# How to Run Notebook on Cluster

I want to run some quite heavy jobs on the cluster yet still want to see all the intermediate results and monitor the progresses.
How can I achieve this?

Let me take `evaluation/logical-error-rate/different-cluster-node-limit-/logical-error-rate-bb72.ipynb` as an example.
This is a logical error rate evaluation that involves a lot of different configurations of "cluster_node_limit" parameters.

## 1. Local Debugging

Run the notebook locally will give me a rough sense of how the data points look like. Of course, the number of samples is small so I don't actually have a good figure.
However, it doesn't really matter because we only need to make sure the script runs successfully without significant issues.
An example is shown below

![image.png](attachment:b97f2aa2-bc2b-4696-91b9-12864a5a0ac8.png)

## 2. Submit Job to Slurm

We then submit the job to Slurm cluster. Note that the execution of the notebook usually takes quite a bit of memory and computation power, thus it is better to use a long-running task to execute the notebook itself.
This is not a problem if you're using some custom Slurm cluster with very powerful login node.

```sh
srun --time=1-00:00:00 --mem=10G --cpus-per-task=2 -p day \
    papermill ./logical-error-rate-bb72.ipynb logical-error-rate-bb72-2.ipynb --autosave-cell-every 10
```

We want to use another notebook to capture the output so that we can keep the original result.
Everytime we want to access the result, I can simply open `logical-error-rate-bb72-2.ipynb` and then see the result in **real time**!!
For example, connect to the SSH host in VScode and then open the notebook.

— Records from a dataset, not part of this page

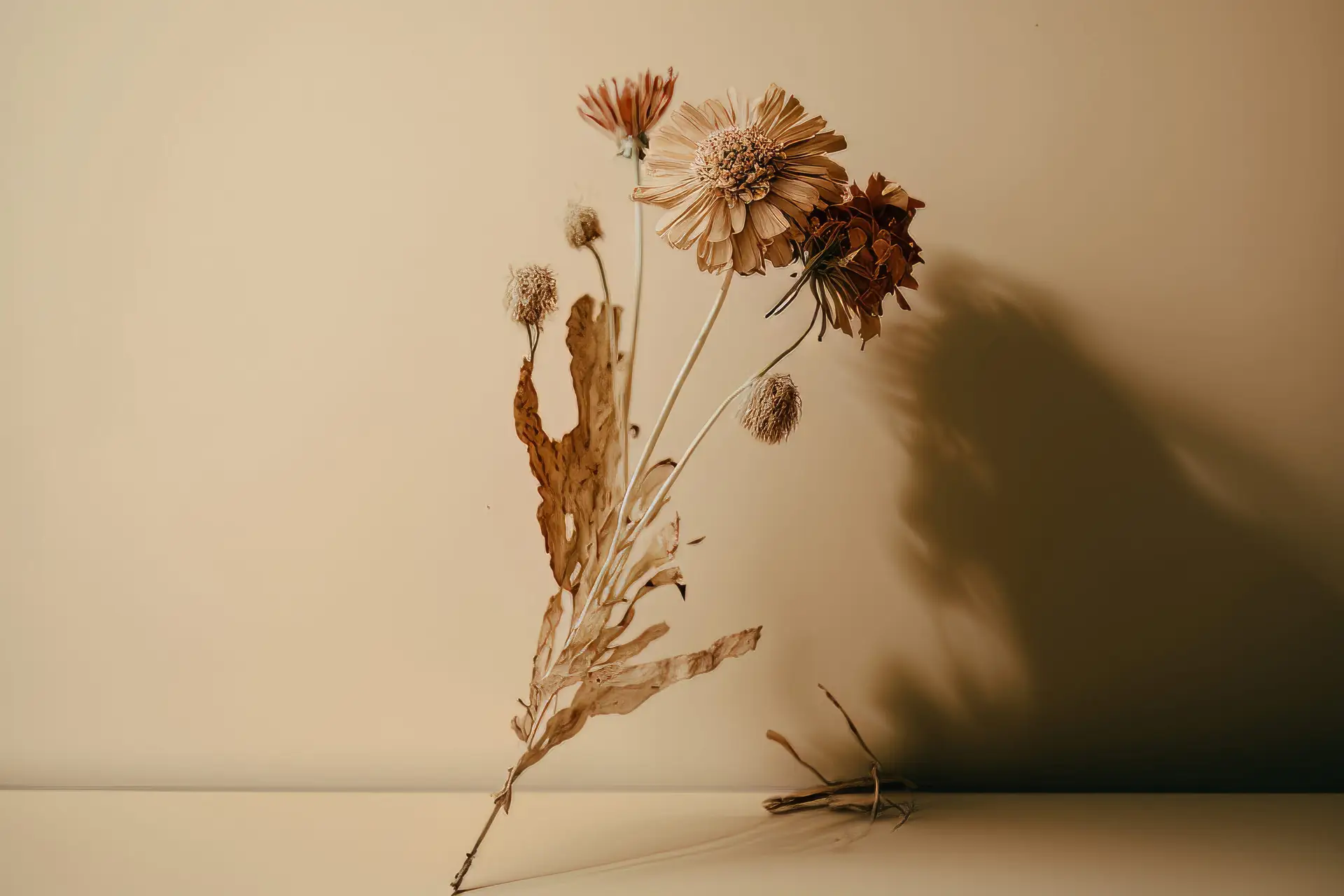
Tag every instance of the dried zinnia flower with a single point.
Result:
(581, 226)
(860, 251)
(628, 112)
(773, 409)
(736, 184)
(531, 295)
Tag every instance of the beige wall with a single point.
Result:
(264, 520)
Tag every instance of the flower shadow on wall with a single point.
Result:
(1167, 644)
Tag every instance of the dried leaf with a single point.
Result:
(672, 575)
(659, 552)
(574, 475)
(638, 682)
(629, 688)
(638, 644)
(652, 481)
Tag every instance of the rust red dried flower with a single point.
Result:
(860, 251)
(626, 113)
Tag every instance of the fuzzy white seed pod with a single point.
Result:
(773, 409)
(531, 295)
(581, 226)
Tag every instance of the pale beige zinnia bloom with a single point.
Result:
(737, 184)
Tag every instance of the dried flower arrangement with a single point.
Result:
(743, 186)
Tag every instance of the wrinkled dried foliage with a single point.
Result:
(578, 481)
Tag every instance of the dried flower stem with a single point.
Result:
(605, 570)
(699, 437)
(635, 330)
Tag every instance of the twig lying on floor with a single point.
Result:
(857, 794)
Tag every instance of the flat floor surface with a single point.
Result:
(202, 844)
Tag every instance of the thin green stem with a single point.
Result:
(601, 580)
(635, 324)
(699, 437)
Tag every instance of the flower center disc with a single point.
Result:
(738, 162)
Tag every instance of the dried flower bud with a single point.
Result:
(531, 295)
(581, 226)
(773, 409)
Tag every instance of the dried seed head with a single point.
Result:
(531, 295)
(581, 226)
(773, 410)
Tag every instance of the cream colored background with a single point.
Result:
(262, 514)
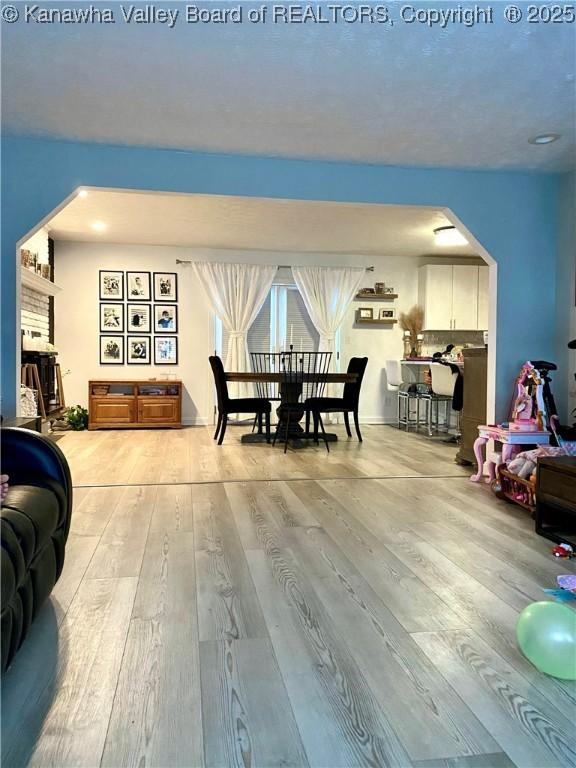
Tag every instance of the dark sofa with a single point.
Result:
(35, 521)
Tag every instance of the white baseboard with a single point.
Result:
(196, 421)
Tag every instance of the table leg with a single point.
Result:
(478, 443)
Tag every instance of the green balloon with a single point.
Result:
(546, 635)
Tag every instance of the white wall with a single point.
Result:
(77, 319)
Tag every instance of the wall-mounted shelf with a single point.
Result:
(375, 296)
(374, 321)
(37, 283)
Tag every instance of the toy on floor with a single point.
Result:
(546, 634)
(567, 582)
(563, 550)
(567, 589)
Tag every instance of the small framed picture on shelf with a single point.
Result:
(165, 350)
(138, 318)
(111, 350)
(165, 286)
(111, 285)
(138, 350)
(111, 318)
(138, 286)
(165, 318)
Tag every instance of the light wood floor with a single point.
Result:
(289, 622)
(191, 455)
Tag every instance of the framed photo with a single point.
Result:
(165, 286)
(165, 350)
(165, 318)
(138, 286)
(138, 350)
(111, 350)
(111, 318)
(111, 285)
(138, 318)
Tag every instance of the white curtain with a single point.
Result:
(327, 293)
(236, 293)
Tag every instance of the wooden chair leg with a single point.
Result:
(224, 425)
(347, 424)
(36, 378)
(59, 386)
(275, 434)
(323, 432)
(357, 425)
(287, 432)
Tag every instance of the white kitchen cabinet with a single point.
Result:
(464, 298)
(454, 297)
(435, 295)
(483, 298)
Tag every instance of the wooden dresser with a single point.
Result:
(556, 498)
(133, 404)
(474, 408)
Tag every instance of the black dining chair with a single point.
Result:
(228, 405)
(304, 375)
(346, 404)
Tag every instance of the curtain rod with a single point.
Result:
(280, 266)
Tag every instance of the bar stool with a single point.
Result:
(408, 416)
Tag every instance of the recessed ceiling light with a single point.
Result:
(544, 138)
(449, 236)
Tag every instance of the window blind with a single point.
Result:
(299, 327)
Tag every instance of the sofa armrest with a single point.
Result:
(30, 459)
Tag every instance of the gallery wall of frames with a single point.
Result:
(138, 317)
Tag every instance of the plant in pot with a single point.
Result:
(412, 323)
(76, 417)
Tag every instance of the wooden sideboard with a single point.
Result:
(556, 499)
(474, 407)
(134, 404)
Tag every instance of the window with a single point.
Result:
(283, 318)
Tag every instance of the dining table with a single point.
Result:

![Screenshot 2025-01-31 at 13.07.10.png](attachment:7af758b1-3cd4-4e78-9af8-30311d53e642.png)

## 3. Monitor the workers

Sometimes we want to understand how the dask workers are doing, and dask provides a very nice visualization via a web page.
We can find the dashboard link here:

![image.png](attachment:2f3c561c-e77f-4c8a-8db6-1d66032d5f51.png)

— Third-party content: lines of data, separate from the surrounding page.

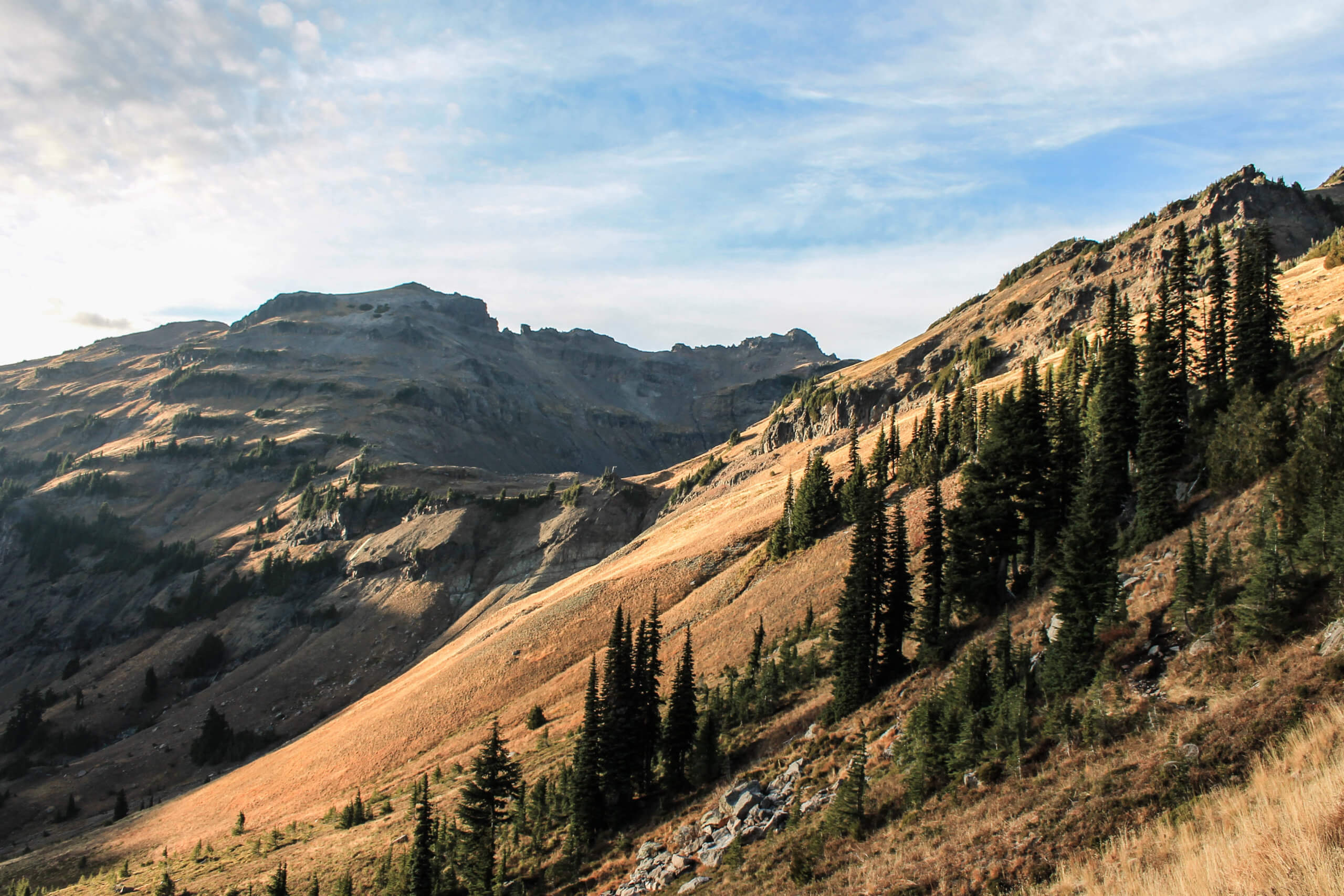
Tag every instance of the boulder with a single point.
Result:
(1332, 640)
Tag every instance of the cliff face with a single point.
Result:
(1042, 303)
(429, 378)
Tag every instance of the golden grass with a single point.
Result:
(1281, 835)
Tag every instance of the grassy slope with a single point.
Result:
(701, 563)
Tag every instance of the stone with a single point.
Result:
(711, 856)
(1332, 640)
(1057, 623)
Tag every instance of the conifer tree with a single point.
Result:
(1160, 428)
(897, 610)
(620, 721)
(1215, 318)
(929, 628)
(423, 871)
(1117, 404)
(1182, 307)
(1261, 610)
(844, 816)
(588, 803)
(705, 758)
(279, 883)
(1086, 581)
(680, 724)
(483, 810)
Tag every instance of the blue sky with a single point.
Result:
(663, 172)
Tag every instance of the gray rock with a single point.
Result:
(1332, 640)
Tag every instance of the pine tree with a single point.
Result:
(279, 883)
(1183, 312)
(1215, 318)
(680, 724)
(706, 758)
(620, 721)
(588, 803)
(1160, 429)
(897, 610)
(483, 810)
(423, 871)
(1263, 608)
(1086, 581)
(844, 816)
(929, 628)
(1117, 405)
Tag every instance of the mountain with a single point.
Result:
(429, 376)
(692, 536)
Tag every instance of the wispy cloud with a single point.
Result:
(585, 167)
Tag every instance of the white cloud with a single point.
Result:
(276, 15)
(308, 39)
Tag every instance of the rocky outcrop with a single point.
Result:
(747, 812)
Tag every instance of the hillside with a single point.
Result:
(705, 562)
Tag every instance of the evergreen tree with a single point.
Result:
(1116, 405)
(1086, 581)
(279, 883)
(1160, 428)
(898, 608)
(680, 724)
(1215, 318)
(483, 810)
(844, 816)
(814, 503)
(1258, 343)
(706, 758)
(930, 629)
(423, 866)
(1263, 608)
(620, 721)
(588, 803)
(1183, 308)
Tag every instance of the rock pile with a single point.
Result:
(745, 812)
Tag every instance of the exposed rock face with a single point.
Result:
(747, 812)
(428, 376)
(1053, 294)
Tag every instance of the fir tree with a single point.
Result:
(1117, 405)
(1160, 428)
(1215, 318)
(423, 871)
(588, 803)
(680, 724)
(1263, 608)
(897, 610)
(1182, 305)
(279, 883)
(929, 628)
(844, 816)
(706, 758)
(483, 810)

However, we usually cannot directly visit a cluster node (except for the login node).
To access the dashboard, we need to forward the port to our local machine.

```sh
ssh -L 8989:10.181.184.83:8787 grace
```

Then we can visit [http://localhost:8989](http://localhost:8989) to access the dashboard, which should look like this:

![image.png](attachment:57951d76-bb5e-43c4-ae51-f4f427bc6f30.png)

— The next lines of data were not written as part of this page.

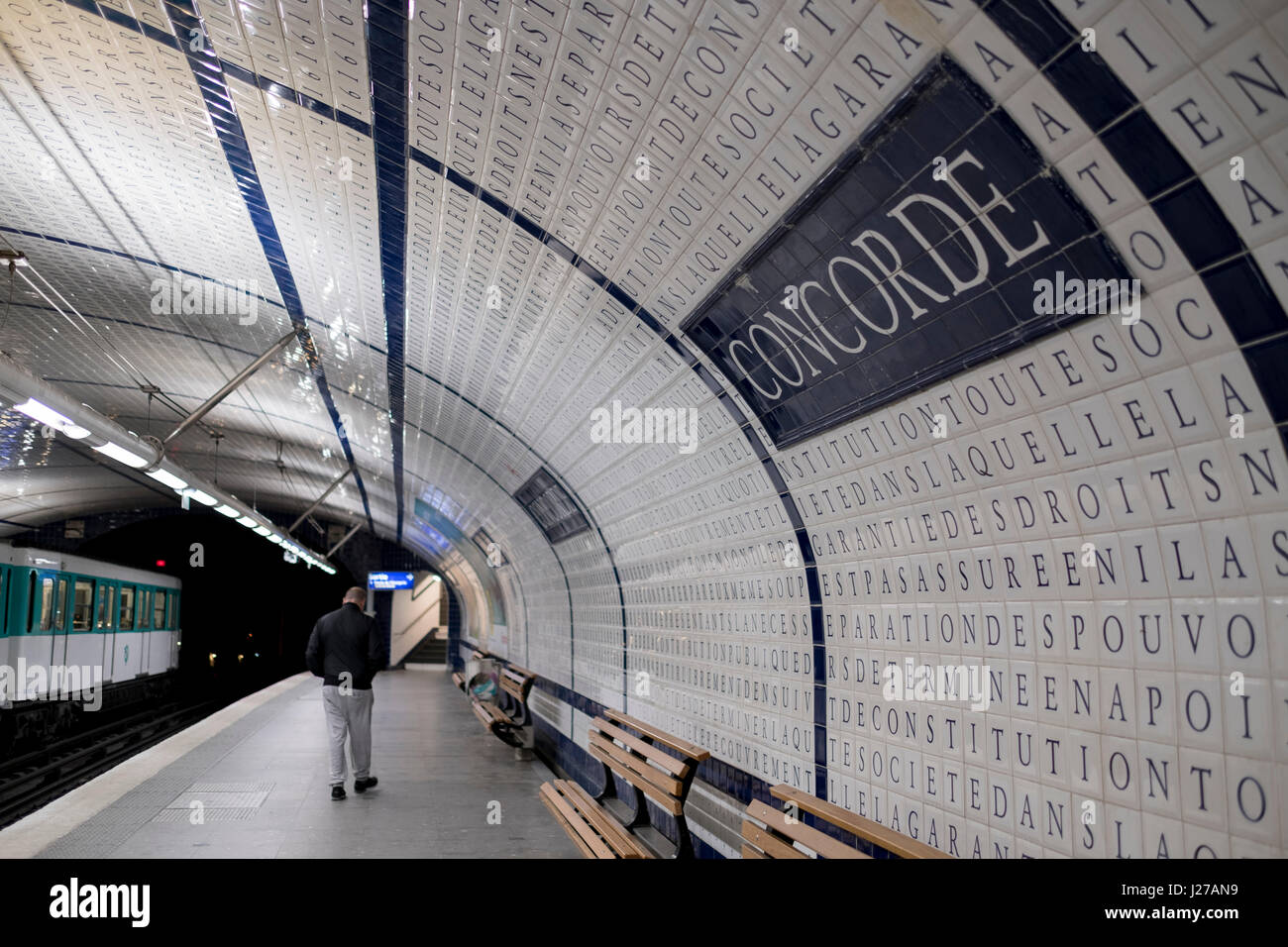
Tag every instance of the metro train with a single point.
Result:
(75, 631)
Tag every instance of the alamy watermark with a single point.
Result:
(936, 684)
(1087, 296)
(651, 425)
(191, 295)
(40, 682)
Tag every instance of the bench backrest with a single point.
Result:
(785, 827)
(640, 759)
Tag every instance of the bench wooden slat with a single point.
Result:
(666, 800)
(588, 841)
(604, 823)
(683, 746)
(798, 831)
(772, 845)
(662, 781)
(677, 768)
(875, 832)
(593, 832)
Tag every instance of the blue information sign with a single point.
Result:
(389, 579)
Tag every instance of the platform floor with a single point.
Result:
(263, 787)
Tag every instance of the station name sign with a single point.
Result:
(385, 581)
(917, 258)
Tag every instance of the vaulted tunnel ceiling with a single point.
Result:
(487, 221)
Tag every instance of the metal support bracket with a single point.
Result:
(232, 385)
(317, 502)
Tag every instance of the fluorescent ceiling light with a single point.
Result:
(120, 454)
(167, 478)
(47, 415)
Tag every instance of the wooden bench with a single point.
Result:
(782, 828)
(595, 832)
(655, 776)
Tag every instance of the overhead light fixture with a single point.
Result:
(47, 415)
(167, 478)
(120, 454)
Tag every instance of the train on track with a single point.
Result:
(77, 634)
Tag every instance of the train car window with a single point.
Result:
(82, 611)
(127, 620)
(60, 605)
(47, 603)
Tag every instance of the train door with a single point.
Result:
(104, 621)
(161, 634)
(58, 621)
(4, 626)
(146, 603)
(81, 638)
(125, 631)
(172, 638)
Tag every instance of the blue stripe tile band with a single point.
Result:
(232, 137)
(389, 141)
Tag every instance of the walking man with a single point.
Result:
(346, 650)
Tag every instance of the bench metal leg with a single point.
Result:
(631, 813)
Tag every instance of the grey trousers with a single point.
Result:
(348, 714)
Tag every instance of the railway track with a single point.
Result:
(40, 776)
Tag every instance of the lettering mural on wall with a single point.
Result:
(550, 505)
(914, 262)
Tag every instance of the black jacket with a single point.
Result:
(347, 639)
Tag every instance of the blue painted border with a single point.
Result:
(386, 31)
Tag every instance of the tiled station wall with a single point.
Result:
(1140, 702)
(1137, 706)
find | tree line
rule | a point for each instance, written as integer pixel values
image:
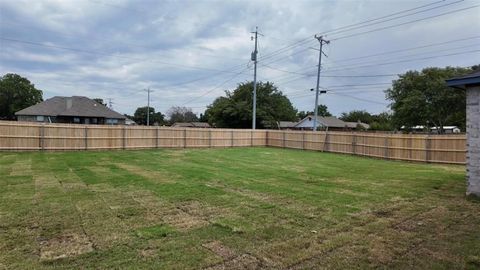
(416, 98)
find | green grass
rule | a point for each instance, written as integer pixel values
(232, 208)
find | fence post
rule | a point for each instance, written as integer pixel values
(157, 137)
(325, 143)
(41, 140)
(209, 138)
(303, 140)
(86, 138)
(251, 137)
(185, 138)
(124, 137)
(354, 143)
(427, 148)
(266, 138)
(385, 144)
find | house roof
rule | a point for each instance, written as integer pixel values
(328, 121)
(355, 124)
(286, 124)
(462, 81)
(191, 124)
(70, 106)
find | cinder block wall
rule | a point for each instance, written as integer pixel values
(473, 141)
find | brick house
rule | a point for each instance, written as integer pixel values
(471, 83)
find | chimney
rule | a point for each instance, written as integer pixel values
(68, 102)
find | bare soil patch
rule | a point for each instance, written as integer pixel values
(64, 246)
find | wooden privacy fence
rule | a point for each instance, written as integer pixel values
(424, 148)
(33, 136)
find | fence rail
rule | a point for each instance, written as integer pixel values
(424, 148)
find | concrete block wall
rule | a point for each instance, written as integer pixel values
(473, 141)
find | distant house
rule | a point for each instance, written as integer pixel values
(286, 124)
(192, 124)
(328, 122)
(130, 122)
(76, 110)
(424, 129)
(357, 125)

From the above result, we know that the jobs are actually not occupying all the available resources, which means we should probably decrease the value of `slurm_maximum_jobs` to avoid resource waste.

![image.png](attachment:cd6e3ca0-00fa-472d-9d15-408a8a05c808.png)

After properly setting the number of jobs, now we are efficiently using the computing resources.